When you adopt a rescue dog, it’s said that you’re rescuing the dog, but you may start to wonder who rescued whom. Dogs have many positive effects on humans, and a rescue dog, especially a traumatized dog, can change your life just as much as you’ve changed his.
For rescue dogs who were traumatized, neglected, or abused, being adopted gives them a chance at a second life. Some of these dogs don’t just go on to be pets, but rather become therapy dogs, helping humans in turn. Despite their own traumatic pasts, traumatized dogs who become therapy dogs are changing our lives for the better.
Traumatized dogs working as therapy dogs
Dogs who have been abused or neglected can often find new and brighter futures working as therapy dogs. For instance, the Maricopa County Sheriff’s Office in Arizona has partnered with MASH, a local no-kill shelter. MASH brings in abused or neglected dogs to work with incarcerated veterans. The dogs spend time with the inmates each week, showing them compassion and helping them to learn to show empathy. Both dogs and humans experience positive interactions that help them move on from their negative pasts.

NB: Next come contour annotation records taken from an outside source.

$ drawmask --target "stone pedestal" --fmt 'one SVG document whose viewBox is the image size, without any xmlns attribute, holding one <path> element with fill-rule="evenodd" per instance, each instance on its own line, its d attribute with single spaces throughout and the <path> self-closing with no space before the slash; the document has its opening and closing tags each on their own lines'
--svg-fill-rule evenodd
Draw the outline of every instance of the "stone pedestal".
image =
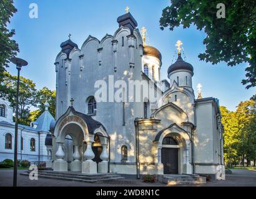
<svg viewBox="0 0 256 199">
<path fill-rule="evenodd" d="M 55 172 L 67 172 L 67 161 L 55 160 L 53 163 L 53 170 Z"/>
<path fill-rule="evenodd" d="M 72 172 L 81 172 L 82 170 L 82 162 L 76 160 L 71 162 L 71 170 Z"/>
<path fill-rule="evenodd" d="M 97 174 L 97 163 L 91 161 L 82 162 L 82 174 Z"/>
<path fill-rule="evenodd" d="M 107 173 L 109 169 L 109 164 L 107 161 L 102 161 L 98 164 L 99 173 L 106 174 Z"/>
<path fill-rule="evenodd" d="M 51 160 L 46 161 L 46 168 L 52 168 L 52 161 Z"/>
<path fill-rule="evenodd" d="M 162 163 L 155 164 L 155 174 L 164 174 L 164 164 Z"/>
</svg>

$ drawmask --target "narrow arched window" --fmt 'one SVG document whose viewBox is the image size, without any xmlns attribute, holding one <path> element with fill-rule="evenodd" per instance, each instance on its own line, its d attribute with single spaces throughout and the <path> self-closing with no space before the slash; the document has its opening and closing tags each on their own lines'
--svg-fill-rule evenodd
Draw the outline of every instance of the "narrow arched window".
<svg viewBox="0 0 256 199">
<path fill-rule="evenodd" d="M 164 138 L 162 144 L 178 145 L 178 142 L 171 136 L 167 136 Z"/>
<path fill-rule="evenodd" d="M 147 118 L 147 109 L 148 109 L 148 103 L 144 103 L 144 118 Z"/>
<path fill-rule="evenodd" d="M 127 147 L 123 146 L 121 147 L 122 160 L 121 161 L 127 161 L 128 159 Z"/>
<path fill-rule="evenodd" d="M 23 137 L 21 137 L 21 150 L 23 150 Z"/>
<path fill-rule="evenodd" d="M 149 76 L 149 67 L 146 64 L 144 65 L 144 73 L 147 76 Z"/>
<path fill-rule="evenodd" d="M 9 133 L 6 134 L 6 149 L 12 149 L 12 135 Z"/>
<path fill-rule="evenodd" d="M 30 139 L 30 150 L 36 151 L 36 140 L 34 138 Z"/>
<path fill-rule="evenodd" d="M 122 46 L 124 45 L 124 37 L 122 37 Z"/>
<path fill-rule="evenodd" d="M 152 76 L 153 80 L 155 81 L 155 66 L 154 65 L 152 67 Z"/>
<path fill-rule="evenodd" d="M 94 97 L 90 97 L 88 100 L 88 114 L 96 114 L 97 103 Z"/>
<path fill-rule="evenodd" d="M 0 117 L 6 116 L 6 107 L 4 104 L 0 104 Z"/>
</svg>

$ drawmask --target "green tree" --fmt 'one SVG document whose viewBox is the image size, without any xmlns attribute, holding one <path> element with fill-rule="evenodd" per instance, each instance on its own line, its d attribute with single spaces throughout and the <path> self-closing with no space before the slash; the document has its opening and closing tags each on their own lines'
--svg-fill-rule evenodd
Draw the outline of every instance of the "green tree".
<svg viewBox="0 0 256 199">
<path fill-rule="evenodd" d="M 235 112 L 229 111 L 225 106 L 220 106 L 221 121 L 224 127 L 223 132 L 224 161 L 229 167 L 236 164 L 239 160 L 238 146 L 240 139 L 239 131 L 238 118 Z"/>
<path fill-rule="evenodd" d="M 7 72 L 4 72 L 3 85 L 6 86 L 7 92 L 2 96 L 2 98 L 11 103 L 11 106 L 15 111 L 17 76 L 12 76 Z M 36 107 L 36 84 L 32 80 L 21 76 L 19 98 L 19 123 L 20 124 L 29 125 L 30 107 Z"/>
<path fill-rule="evenodd" d="M 241 137 L 239 151 L 242 164 L 247 159 L 247 166 L 250 160 L 256 159 L 256 104 L 254 100 L 242 101 L 237 106 L 239 118 L 238 134 Z"/>
<path fill-rule="evenodd" d="M 7 67 L 11 57 L 17 55 L 19 47 L 16 42 L 11 39 L 15 34 L 14 30 L 9 30 L 7 25 L 10 19 L 17 12 L 12 0 L 0 1 L 0 82 L 4 78 L 6 67 Z M 0 96 L 2 93 L 6 93 L 7 88 L 4 84 L 0 83 Z"/>
<path fill-rule="evenodd" d="M 56 107 L 55 107 L 55 100 L 56 96 L 56 91 L 51 91 L 47 87 L 44 87 L 38 92 L 36 95 L 36 98 L 37 103 L 39 104 L 38 108 L 39 108 L 39 115 L 41 114 L 44 111 L 44 103 L 47 101 L 49 104 L 49 111 L 52 114 L 52 116 L 55 118 L 56 115 Z M 36 118 L 37 118 L 36 117 Z"/>
<path fill-rule="evenodd" d="M 246 88 L 256 86 L 256 1 L 242 0 L 200 1 L 171 0 L 162 11 L 160 19 L 162 30 L 169 27 L 189 27 L 195 25 L 204 30 L 206 50 L 199 57 L 216 64 L 220 61 L 228 66 L 245 62 Z M 225 17 L 217 17 L 217 5 L 225 6 Z"/>
</svg>

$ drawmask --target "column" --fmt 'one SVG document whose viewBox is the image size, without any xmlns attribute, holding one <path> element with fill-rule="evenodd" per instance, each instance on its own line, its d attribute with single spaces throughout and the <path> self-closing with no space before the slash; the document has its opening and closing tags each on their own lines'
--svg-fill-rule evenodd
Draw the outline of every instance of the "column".
<svg viewBox="0 0 256 199">
<path fill-rule="evenodd" d="M 127 36 L 128 45 L 130 49 L 130 68 L 134 68 L 134 43 L 136 37 L 134 35 Z"/>
<path fill-rule="evenodd" d="M 55 62 L 55 72 L 56 73 L 56 118 L 59 118 L 59 101 L 58 101 L 58 94 L 59 94 L 59 62 Z"/>
<path fill-rule="evenodd" d="M 56 172 L 67 172 L 67 162 L 63 159 L 65 157 L 65 152 L 63 150 L 63 143 L 59 142 L 58 150 L 55 154 L 56 160 L 54 162 L 53 170 Z"/>
<path fill-rule="evenodd" d="M 192 165 L 189 163 L 189 147 L 185 147 L 184 150 L 184 170 L 183 173 L 190 174 L 192 174 Z"/>
<path fill-rule="evenodd" d="M 74 146 L 74 152 L 73 154 L 73 159 L 74 161 L 71 162 L 71 170 L 79 172 L 82 170 L 82 163 L 80 161 L 81 159 L 81 155 L 79 153 L 79 150 L 78 149 L 77 145 Z"/>
<path fill-rule="evenodd" d="M 82 174 L 97 174 L 97 163 L 92 160 L 94 157 L 94 153 L 92 149 L 93 139 L 94 136 L 92 136 L 90 140 L 86 141 L 86 150 L 84 153 L 84 161 L 82 163 Z"/>
<path fill-rule="evenodd" d="M 46 161 L 46 168 L 51 168 L 52 167 L 52 161 L 50 156 L 50 149 L 46 149 L 47 150 L 47 160 Z"/>
<path fill-rule="evenodd" d="M 101 152 L 100 158 L 102 160 L 99 163 L 99 173 L 107 173 L 109 169 L 109 164 L 107 160 L 109 160 L 109 154 L 107 150 L 107 144 L 102 144 L 102 151 Z"/>
</svg>

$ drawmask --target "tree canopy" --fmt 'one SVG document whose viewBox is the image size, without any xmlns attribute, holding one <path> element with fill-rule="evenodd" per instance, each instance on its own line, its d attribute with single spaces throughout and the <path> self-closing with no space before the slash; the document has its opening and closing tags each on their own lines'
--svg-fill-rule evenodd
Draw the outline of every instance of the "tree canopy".
<svg viewBox="0 0 256 199">
<path fill-rule="evenodd" d="M 235 165 L 244 160 L 256 159 L 256 101 L 248 100 L 239 103 L 235 111 L 220 106 L 224 127 L 224 160 L 227 165 Z"/>
<path fill-rule="evenodd" d="M 217 5 L 225 5 L 225 17 L 217 17 Z M 162 11 L 160 29 L 194 25 L 204 30 L 205 52 L 199 54 L 201 60 L 216 64 L 220 61 L 234 66 L 247 63 L 246 88 L 256 86 L 256 1 L 242 0 L 171 0 Z"/>
</svg>

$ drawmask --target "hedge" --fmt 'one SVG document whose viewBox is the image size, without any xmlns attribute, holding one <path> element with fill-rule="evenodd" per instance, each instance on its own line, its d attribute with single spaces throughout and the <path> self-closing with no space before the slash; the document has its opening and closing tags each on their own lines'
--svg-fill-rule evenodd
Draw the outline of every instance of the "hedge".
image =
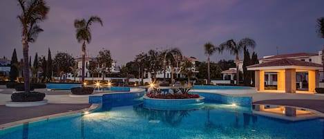
<svg viewBox="0 0 324 139">
<path fill-rule="evenodd" d="M 7 89 L 16 89 L 16 86 L 24 86 L 23 83 L 8 82 L 6 84 Z M 46 89 L 46 84 L 44 83 L 31 83 L 30 89 Z"/>
<path fill-rule="evenodd" d="M 93 87 L 73 87 L 71 93 L 74 95 L 90 95 L 93 93 Z"/>
<path fill-rule="evenodd" d="M 324 88 L 316 88 L 315 91 L 317 93 L 324 93 Z"/>
<path fill-rule="evenodd" d="M 43 100 L 44 98 L 45 93 L 39 92 L 15 93 L 11 95 L 12 102 L 38 102 Z"/>
</svg>

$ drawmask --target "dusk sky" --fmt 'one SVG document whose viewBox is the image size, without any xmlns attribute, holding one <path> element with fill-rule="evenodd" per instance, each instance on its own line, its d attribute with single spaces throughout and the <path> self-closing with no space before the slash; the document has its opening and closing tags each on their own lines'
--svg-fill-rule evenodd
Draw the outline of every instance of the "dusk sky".
<svg viewBox="0 0 324 139">
<path fill-rule="evenodd" d="M 324 39 L 316 33 L 316 19 L 324 17 L 323 0 L 49 0 L 48 19 L 40 23 L 44 32 L 30 44 L 29 54 L 54 58 L 57 51 L 75 57 L 82 44 L 75 38 L 75 19 L 100 17 L 104 26 L 91 26 L 88 54 L 110 50 L 117 65 L 132 61 L 141 51 L 171 47 L 185 56 L 205 61 L 203 46 L 215 46 L 234 39 L 256 41 L 258 56 L 292 53 L 317 53 Z M 11 59 L 14 48 L 22 58 L 21 12 L 15 0 L 0 1 L 0 56 Z M 242 56 L 242 55 L 240 54 Z M 234 59 L 227 51 L 215 53 L 211 60 Z"/>
</svg>

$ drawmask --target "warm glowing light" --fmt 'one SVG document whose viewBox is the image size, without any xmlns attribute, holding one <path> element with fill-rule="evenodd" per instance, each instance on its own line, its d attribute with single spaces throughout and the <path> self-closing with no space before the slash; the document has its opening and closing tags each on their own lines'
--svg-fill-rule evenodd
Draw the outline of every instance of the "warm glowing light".
<svg viewBox="0 0 324 139">
<path fill-rule="evenodd" d="M 113 85 L 113 82 L 111 82 L 111 81 L 108 81 L 107 85 L 108 85 L 108 87 L 110 87 Z"/>
<path fill-rule="evenodd" d="M 95 88 L 98 88 L 98 89 L 100 88 L 100 81 L 97 81 L 95 82 Z"/>
</svg>

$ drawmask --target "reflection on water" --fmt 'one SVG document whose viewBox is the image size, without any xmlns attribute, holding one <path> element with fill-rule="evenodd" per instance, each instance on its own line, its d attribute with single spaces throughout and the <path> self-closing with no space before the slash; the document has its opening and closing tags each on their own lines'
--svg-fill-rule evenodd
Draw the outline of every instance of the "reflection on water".
<svg viewBox="0 0 324 139">
<path fill-rule="evenodd" d="M 289 121 L 305 120 L 318 118 L 312 111 L 285 106 L 254 104 L 252 106 L 252 110 L 254 114 Z"/>
<path fill-rule="evenodd" d="M 133 110 L 140 116 L 149 120 L 160 120 L 170 127 L 178 127 L 182 120 L 189 116 L 189 111 L 194 110 L 167 111 L 143 108 L 143 104 L 133 106 Z"/>
<path fill-rule="evenodd" d="M 23 139 L 28 139 L 29 123 L 25 122 L 23 125 Z"/>
<path fill-rule="evenodd" d="M 264 113 L 269 115 L 262 115 Z M 1 134 L 0 131 L 0 138 L 309 139 L 323 137 L 323 119 L 290 121 L 273 116 L 276 115 L 296 118 L 309 114 L 301 109 L 269 105 L 245 108 L 206 104 L 204 107 L 196 110 L 162 111 L 147 109 L 140 104 L 113 107 L 108 111 L 71 118 L 26 123 L 6 134 Z"/>
</svg>

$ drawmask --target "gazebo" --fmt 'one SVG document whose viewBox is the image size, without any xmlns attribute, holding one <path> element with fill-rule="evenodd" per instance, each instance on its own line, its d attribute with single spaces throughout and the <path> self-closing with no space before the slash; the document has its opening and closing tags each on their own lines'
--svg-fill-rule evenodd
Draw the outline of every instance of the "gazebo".
<svg viewBox="0 0 324 139">
<path fill-rule="evenodd" d="M 276 73 L 277 91 L 285 93 L 296 92 L 296 72 L 308 74 L 307 90 L 304 92 L 315 93 L 318 87 L 318 70 L 323 66 L 294 59 L 281 59 L 247 66 L 248 71 L 255 71 L 255 85 L 258 91 L 265 91 L 265 73 Z"/>
</svg>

Rescue dogs can also help people to cope with post-traumatic stress disorder (PTSD). In helping people experiencing PTSD, rescue dogs are tackling a widespread problem. According to the U.S. Department of Veterans Affairs, 7 to 8 people in 100 will experience PTSD at some point during their lives. Resulting from a traumatic event, PTSD is often misunderstood and sometimes misdiagnosed, but therapy and counseling, medications, and exercise can help to treat it.
Specially trained therapy dogs can help people to cope with the hypervigilance and anxiety that come with PTSD. Dogs can also reassure people after they’ve had nightmares and can help them to feel less isolated.
Veterans aren’t the only ones who experience PTSD, but unfortunately, treatment and management options for non-veterans experiencing PTSD are severely lacking. In an ideal world, programs could pair people with PTSD up with shelter dogs who had received the necessary therapy training.
Emotional support dogs
To become a therapy dog, rescue dogs need to go through training, and some may not pass that training or may not have the right temperament for the job. However, these dogs could become emotional support dogs, since no training is required.
Emotional support dogs can reassure their owners just being by their side. People who are dealing with mental health issues like panic disorders, depression, and anxiety may feel reassured and comforted by having an emotional support dog by their side.
Emotional support dogs don’t enjoy the same public access that service dogs, which undergo extensive training, do. Public places like restaurants and malls don’t have to give emotional support dogs access, though individual businesses may choose to allow these dogs on their own. However, the Fair Housing Amendments Act does protect people with these dogs from housing discrimination. Under the Air Carrier Access Act, emotional support dogs can usually travel with their owners on planes, rather than having to ride in the cargo hold.
The benefits of adopting a dog for yourself
Not all dogs are cut out to be service dogs, and unless you have a specific condition that would benefit, you also won’t be able to have your dog qualify as an emotional support animal. But that doesn’t mean you can’t enjoy the benefits of adopting a dog, especially one who’s had a rough past.
Having a dog can help you cope with stress and anxiety. Dogs are great at providing comic relief, perfect for distracting you from the stress you’re feeling. Plus, because your dog will need regular exercise, you’ll enjoy regular exercise, too, which is one of the best ways to manage stress.
Dogs also provide many scientifically-backed benefits. They can help reduce depression, and, especially in seniors who tend to live alone, dogs provide comfort and social interaction. When you’re walking your dog, it’s much easier to strike up a conversation with a stranger on the street, so dogs can help facilitate these critical social moments. A study from the 1980s also revealed that petting or snuggling with a dog has essential positive physical effects on a human, including lowered blood pressure, slowed breathing, and relaxed muscle tension.
Rescuing a dog in need can be an emotionally rewarding experience, too. You may decide that you want to get involved in finding justice for animals and helping to ensure that future dogs don’t go through the negative experiences that yours encountered. From volunteering for a shelter to running fundraisers and advocating for stricter penalties for animal abusers, adopting a rescue dog can have a widespread effect.
Rescuing a dog certainly won’t just change your dog’s life. It will change yours, too.